The Mislead Pulse stirred.

She closed her eyes, just for a heartbeat, centering herself as the world sharpened to a thin, piercing edge. The distant scrape of shoes on tile became the crack of a whip; the rustle of papers a windstorm just outside her skin.

Leo's voice barely reached her, muffled, distant. "Lottie?"

But she was already slipping inward, feeling the tremor of energy gathering at the fringes of her awareness. Evelyn's smile flickered—not outwardly, but within the delicate latticework of her power, a ripple that signaled the start of her Foresight Flash.

Lottie's heart slammed once, hard, and the Pulse flared.

A flicker of an image—a book dropping, a stumble, a slip of words. Lottie exhaled slowly, palms cool against her sides, and fed the false signal into the stream, a single, deliberate lie woven into the truth Evelyn sought.

She felt Evelyn flinch across the room, just a twitch of tension in her shoulders, her fingers curling slightly where they rested on the strap of her bag. Lottie's lips curved in a slow, deliberate smile, small enough to be mistaken for a private thought, sharp enough to be a blade.

Amy tugged at her sleeve, voice anxious, eyes darting. "Lottie? Are you okay?"

"Better than okay," Lottie murmured, opening her eyes, the glint in her gaze sharp enough to cut. She could feel the Pulse retreating, leaving a faint ache in her chest, a whisper of exhaustion that she swept aside with the ease of practice. She rolled her shoulders once, letting the tension bleed out in a slow ripple.

Leo stepped closer, voice pitched low with an undercurrent of amusement. "What did you just do?"

"Nothing," Lottie said smoothly, brushing past him with the barest trace of a smile, the scent of her shampoo trailing like a whisper in the air between them. "And everything."

Evelyn's friends hesitated, their laughter faltering, eyes darting between Evelyn and the girl she watched with thinly veiled tension.
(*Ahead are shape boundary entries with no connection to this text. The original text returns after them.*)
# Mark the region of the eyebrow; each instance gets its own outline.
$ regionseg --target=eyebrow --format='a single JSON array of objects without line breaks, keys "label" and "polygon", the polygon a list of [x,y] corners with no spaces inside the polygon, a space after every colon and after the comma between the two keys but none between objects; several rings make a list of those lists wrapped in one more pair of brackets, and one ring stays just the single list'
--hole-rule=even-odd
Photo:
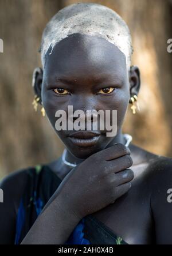
[{"label": "eyebrow", "polygon": [[[64,84],[74,84],[75,81],[77,81],[77,79],[73,78],[72,79],[70,80],[67,78],[60,78],[60,77],[56,77],[56,82],[62,82]],[[106,81],[106,82],[112,82],[112,83],[115,83],[115,84],[122,84],[123,81],[122,79],[118,78],[112,78],[110,79],[110,76],[108,76],[108,74],[106,75],[104,75],[103,76],[100,77],[95,77],[92,78],[92,81],[96,83],[103,83],[104,81]]]}]

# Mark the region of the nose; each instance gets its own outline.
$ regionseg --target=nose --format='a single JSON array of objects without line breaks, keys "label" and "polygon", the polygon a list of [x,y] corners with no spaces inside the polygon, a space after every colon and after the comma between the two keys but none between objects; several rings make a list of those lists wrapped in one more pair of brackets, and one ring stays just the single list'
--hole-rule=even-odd
[{"label": "nose", "polygon": [[[96,110],[96,101],[91,96],[87,97],[78,97],[74,99],[72,115],[69,115],[69,118],[74,122],[79,117],[80,120],[86,123],[87,120],[93,122],[97,116]],[[80,114],[81,114],[81,115]]]}]

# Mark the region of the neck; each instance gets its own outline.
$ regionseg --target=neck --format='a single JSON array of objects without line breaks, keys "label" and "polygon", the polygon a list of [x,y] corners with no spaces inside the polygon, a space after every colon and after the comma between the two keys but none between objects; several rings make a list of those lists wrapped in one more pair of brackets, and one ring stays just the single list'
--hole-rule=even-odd
[{"label": "neck", "polygon": [[[120,132],[119,132],[115,137],[112,140],[112,141],[111,141],[111,142],[105,148],[112,146],[115,143],[122,143],[123,144],[125,144],[125,139],[123,137],[123,134],[120,130]],[[72,155],[69,151],[67,150],[65,160],[69,163],[78,164],[83,162],[85,159],[76,157]]]}]

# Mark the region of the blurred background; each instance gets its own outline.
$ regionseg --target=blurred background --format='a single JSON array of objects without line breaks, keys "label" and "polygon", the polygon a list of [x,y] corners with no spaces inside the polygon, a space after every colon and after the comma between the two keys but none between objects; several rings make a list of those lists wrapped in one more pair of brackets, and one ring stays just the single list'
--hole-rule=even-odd
[{"label": "blurred background", "polygon": [[43,29],[60,9],[77,2],[95,2],[117,12],[132,36],[133,65],[140,69],[140,111],[128,108],[123,131],[134,143],[158,155],[172,156],[172,1],[170,0],[0,0],[0,178],[9,173],[58,157],[64,149],[48,119],[32,102],[32,72],[41,66]]}]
Evelyn's posture stiffened, her polished smile slipping half a breath before she caught it, eyes flickering with something rawer—something that tasted like doubt.
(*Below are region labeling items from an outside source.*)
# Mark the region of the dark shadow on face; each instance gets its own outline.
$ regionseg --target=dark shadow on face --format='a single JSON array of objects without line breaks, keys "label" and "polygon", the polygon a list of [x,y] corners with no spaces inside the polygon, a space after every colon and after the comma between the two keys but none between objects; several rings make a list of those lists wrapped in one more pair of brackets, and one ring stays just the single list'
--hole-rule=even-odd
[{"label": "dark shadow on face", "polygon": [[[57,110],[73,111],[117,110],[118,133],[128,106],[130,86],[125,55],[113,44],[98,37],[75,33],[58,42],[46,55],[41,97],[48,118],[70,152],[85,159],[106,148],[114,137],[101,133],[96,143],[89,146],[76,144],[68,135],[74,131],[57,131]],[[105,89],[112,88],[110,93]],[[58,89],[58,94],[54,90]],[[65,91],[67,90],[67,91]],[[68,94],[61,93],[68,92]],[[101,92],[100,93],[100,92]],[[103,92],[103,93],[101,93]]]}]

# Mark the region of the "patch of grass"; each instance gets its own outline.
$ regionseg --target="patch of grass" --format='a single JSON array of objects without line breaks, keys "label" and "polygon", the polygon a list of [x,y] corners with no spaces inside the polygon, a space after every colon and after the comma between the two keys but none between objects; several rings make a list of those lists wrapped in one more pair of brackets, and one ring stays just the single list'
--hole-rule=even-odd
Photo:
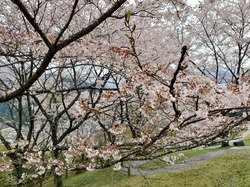
[{"label": "patch of grass", "polygon": [[[100,187],[109,186],[110,183],[119,184],[120,180],[130,180],[133,176],[128,177],[125,173],[113,171],[112,167],[98,169],[77,174],[63,181],[65,187]],[[53,184],[44,185],[45,187],[54,187]],[[114,185],[116,186],[116,185]]]},{"label": "patch of grass", "polygon": [[[223,147],[223,148],[214,148],[214,149],[192,149],[192,150],[186,150],[186,151],[181,151],[178,153],[172,153],[167,156],[178,156],[180,153],[184,154],[186,158],[191,158],[194,156],[198,156],[201,154],[213,152],[213,151],[218,151],[222,149],[229,149],[229,147]],[[184,158],[177,159],[175,163],[180,163],[184,160]],[[159,169],[159,168],[164,168],[168,166],[169,164],[163,161],[161,158],[156,158],[153,160],[150,160],[142,165],[139,166],[140,169],[142,170],[154,170],[154,169]]]},{"label": "patch of grass", "polygon": [[250,150],[209,159],[187,168],[147,176],[128,177],[112,168],[86,172],[64,181],[67,187],[216,187],[249,186]]},{"label": "patch of grass", "polygon": [[250,146],[250,135],[243,138],[243,142],[246,146]]}]

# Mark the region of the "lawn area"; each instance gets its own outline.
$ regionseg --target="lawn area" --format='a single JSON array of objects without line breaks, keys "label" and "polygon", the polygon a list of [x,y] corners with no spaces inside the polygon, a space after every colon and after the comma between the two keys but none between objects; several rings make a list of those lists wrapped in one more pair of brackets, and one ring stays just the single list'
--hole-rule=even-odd
[{"label": "lawn area", "polygon": [[187,168],[155,175],[127,176],[113,171],[112,168],[95,170],[70,177],[64,180],[64,185],[67,187],[248,187],[249,170],[250,150],[244,150],[209,159]]}]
Amy shot Lottie a wide-eyed, nervous glance. "Did you—was that…?"

Lottie laid a hand briefly on Amy's shoulder. "Trust me," she whispered, the words brushing against Amy's ear like a promise, a command, a lifeline.

The hall pulsed with movement, with low voices and shifting feet, but to Lottie, the world had narrowed to the humming, electric thread between herself and Evelyn—the invisible tug of war crackling just beneath the surface.
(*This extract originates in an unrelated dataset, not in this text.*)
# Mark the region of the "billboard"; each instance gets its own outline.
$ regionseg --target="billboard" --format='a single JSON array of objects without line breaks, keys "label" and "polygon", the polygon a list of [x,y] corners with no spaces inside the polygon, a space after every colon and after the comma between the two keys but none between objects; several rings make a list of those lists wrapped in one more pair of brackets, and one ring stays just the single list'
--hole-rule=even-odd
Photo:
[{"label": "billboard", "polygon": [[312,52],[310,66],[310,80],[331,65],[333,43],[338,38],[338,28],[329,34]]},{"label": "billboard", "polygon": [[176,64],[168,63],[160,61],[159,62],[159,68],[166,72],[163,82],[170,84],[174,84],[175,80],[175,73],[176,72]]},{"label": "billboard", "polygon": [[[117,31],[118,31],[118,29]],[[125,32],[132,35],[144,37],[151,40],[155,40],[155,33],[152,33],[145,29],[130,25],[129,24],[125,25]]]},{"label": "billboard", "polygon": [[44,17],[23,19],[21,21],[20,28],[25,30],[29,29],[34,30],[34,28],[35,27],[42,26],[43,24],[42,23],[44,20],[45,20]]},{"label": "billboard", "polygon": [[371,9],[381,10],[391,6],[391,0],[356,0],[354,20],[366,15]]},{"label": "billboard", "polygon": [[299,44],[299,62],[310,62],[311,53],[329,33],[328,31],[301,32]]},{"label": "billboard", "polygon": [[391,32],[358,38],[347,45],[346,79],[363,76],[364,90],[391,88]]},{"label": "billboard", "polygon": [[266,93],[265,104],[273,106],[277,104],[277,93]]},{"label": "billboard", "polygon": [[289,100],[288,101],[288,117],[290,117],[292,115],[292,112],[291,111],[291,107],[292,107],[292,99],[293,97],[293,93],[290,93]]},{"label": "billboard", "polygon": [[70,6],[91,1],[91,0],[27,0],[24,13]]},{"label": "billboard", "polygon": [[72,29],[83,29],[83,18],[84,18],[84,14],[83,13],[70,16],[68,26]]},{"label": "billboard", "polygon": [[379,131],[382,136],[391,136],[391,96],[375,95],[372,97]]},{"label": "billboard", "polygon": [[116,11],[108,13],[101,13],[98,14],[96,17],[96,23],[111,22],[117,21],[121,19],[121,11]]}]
She turned toward her locker, fingers brushing the cool metal, the slight tremble in her hand smoothed by sheer will. Her chest felt tight, the rush of power leaving a faint metallic taste on her tongue, but the exhilaration surged, bright and heady beneath her skin.

Leo's voice drifted close, sardonic and soft. "You're playing a dangerous game, Hayes."

Lottie's mouth curved as she cast him a sidelong glance. "It's only dangerous if you're losing."

Behind her, Evelyn's laugh rang out again, sharper now, thinner at the edges. Lottie's pulse quickened, a faint shiver rolling through her as she turned slightly, just enough to meet Evelyn's gaze across the crowded hall.

For a heartbeat, the world held its breath.

Then Evelyn's smile deepened, slow and sweet and seething beneath the surface. And Lottie's answering smile was cool, precise, the flick of a knife's edge.

Amy's voice was a breath at her elbow. "Lottie… what now?"

Lottie let her fingers linger on the locker door, the chill of the metal seeping into her skin, anchoring her. She drew in a slow, measured breath.

"Now," she murmured, soft enough that only Amy and Leo could hear, "we watch the pieces move."

The bell rang, sharp and metallic, splitting the air. As students surged forward, Lottie slipped into step, her spine straight, her shoulders relaxed. Leo fell into stride beside her, a quiet smirk tugging at his mouth, and Amy trailed just behind, her worry a soft, constant hum.

But Lottie's mind was already racing ahead, calculating, weaving threads, readying herself for the next move in a game that had only just begun.

The pulse of tension crackled through the air, a live wire wrapped in laughter and whispers, and as Lottie felt the tremor of the Mislead Pulse curl tighter inside her, she smiled—sharp, sure, and wholly unafraid.